O poeta moderno torturado – o poète maudit – o tropo que o novo álbum de Swift assume e joga com e contra, continua a ser uma metáfora poderosa (ela não é autoridade em tortura literal, e nunca finge ser uma). Ouvintes que estão analisando Departamento de Poetas Torturados desde que as duas metades caíram, com duas horas de intervalo, já encontramos nossos favoritos, espelhos para nossas próprias quedas no gelo fino.

Consulte Mais informação: Taylor Swift está abraçando os 5 estágios do luto. Você deveria?

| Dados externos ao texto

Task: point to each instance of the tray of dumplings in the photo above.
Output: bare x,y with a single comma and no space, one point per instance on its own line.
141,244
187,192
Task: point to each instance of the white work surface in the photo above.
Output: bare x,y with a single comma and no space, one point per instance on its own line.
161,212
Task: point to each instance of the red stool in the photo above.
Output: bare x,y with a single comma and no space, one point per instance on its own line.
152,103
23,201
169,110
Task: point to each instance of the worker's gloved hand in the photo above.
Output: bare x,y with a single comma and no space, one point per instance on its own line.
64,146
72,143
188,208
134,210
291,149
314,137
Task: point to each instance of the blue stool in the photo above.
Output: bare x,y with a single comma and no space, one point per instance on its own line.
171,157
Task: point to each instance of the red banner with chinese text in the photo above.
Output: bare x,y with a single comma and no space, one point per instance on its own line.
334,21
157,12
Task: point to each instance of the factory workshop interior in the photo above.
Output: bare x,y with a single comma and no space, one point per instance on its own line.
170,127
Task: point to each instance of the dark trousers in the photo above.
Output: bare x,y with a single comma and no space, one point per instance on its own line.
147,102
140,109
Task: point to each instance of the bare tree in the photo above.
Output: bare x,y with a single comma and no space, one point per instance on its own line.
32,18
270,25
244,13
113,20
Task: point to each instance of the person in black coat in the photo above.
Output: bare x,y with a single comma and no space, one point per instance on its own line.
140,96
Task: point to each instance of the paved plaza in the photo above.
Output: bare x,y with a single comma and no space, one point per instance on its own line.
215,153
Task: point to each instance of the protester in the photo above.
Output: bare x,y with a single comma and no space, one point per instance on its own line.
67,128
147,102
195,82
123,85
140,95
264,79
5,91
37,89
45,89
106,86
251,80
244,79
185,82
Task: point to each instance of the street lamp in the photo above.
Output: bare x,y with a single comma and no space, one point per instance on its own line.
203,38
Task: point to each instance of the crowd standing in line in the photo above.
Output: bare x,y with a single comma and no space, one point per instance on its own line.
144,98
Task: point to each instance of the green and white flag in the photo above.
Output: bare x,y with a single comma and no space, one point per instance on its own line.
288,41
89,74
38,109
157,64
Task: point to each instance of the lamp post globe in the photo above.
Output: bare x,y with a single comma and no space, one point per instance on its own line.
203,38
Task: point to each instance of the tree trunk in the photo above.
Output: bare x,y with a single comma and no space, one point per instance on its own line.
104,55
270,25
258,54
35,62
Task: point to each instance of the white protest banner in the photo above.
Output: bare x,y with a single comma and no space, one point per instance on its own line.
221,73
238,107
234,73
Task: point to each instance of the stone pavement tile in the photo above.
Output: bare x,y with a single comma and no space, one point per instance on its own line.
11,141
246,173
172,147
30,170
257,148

É surpreendente, até mesmo surpreendente, ver a variedade de suas respostas ao amor, à poesia e à “tortura”. Às vezes ela amplia, até mesmo celebra, a sua própria turbulência emocional e a de seus personagens. Outras vezes (como na faixa-título), ela zomba da maneira como eles, como aspirantes a “poetas torturados”, não conseguem sair da própria cabeça. E às vezes – para citar outro poeta, William Butler Yeats – ela zomba dos escarnecedores depois disso, dizendo-nos para pararmos de lhe dizer o que fazer.

Porém, ela sempre nos mostra a arte que compartilha com os grandes poetas e compositores de tempos passados: a habilidade, como Yeats também disse, de “articular sons doces juntos” e de “trabalhar mais arduamente do que todos esses” – mais difícil do que ninguém – em transformar todos esses sentimentos em arte.